I was wondering about this myself a while ago. There are many possible answers, but perhaps the most practical reason is power consumption. A typical transistor used in a modern integrated circuit dissipates nearly zero power when it's in either logical 0 or 1 state. (Either the collector-emitter voltage is nearly zero, or the collector current is nearly zero.)

Thus, in a contemporary chip, we can say that a transistor will only dissipate considerable amounts of power when it is in the process of changing between the two states, and consumes very low power when it is holding a particular state.

Imagine if there were more than two possible states (other values "inbetween"), transistors would consume orders of magnitude more power even when the system is doing nothing, thus rendering the thing economically unfeasible. This is (one of the reasons) why the vast majority of our digital circuits are binary.

ENIAC was base 10, so not only is it possible to use bases other than 2, base 10 was used first.

According to "50 Years of Army Computing: From ENIAC to MSRC", EDVAC was base 8 and ORDVAC I and II were base 16.

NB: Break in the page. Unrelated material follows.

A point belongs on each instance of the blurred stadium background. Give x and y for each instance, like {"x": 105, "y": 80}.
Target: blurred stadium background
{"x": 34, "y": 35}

• I don't think this answers the question. The vacuum tubes, diodes and relays used in the ENIAC, EDVAC and ORDVAC circuits really only had two states, on and off. As described in the Wikipedia article on ENIAC the registers on ENIAC were "decimal" in the sense that they stored a decimal digit encoded by which of 10 binary flip-flops was in the "1" state while all the others were in the "0" state. Digital designers still use this technique. They typically call it "one-hot encoding". Apr 23 '14 at 18:05
• I agree with what you're saying. I guess it depends how you interpret "understand" in the question.
– DavePhD
Apr 23 '14 at 18:38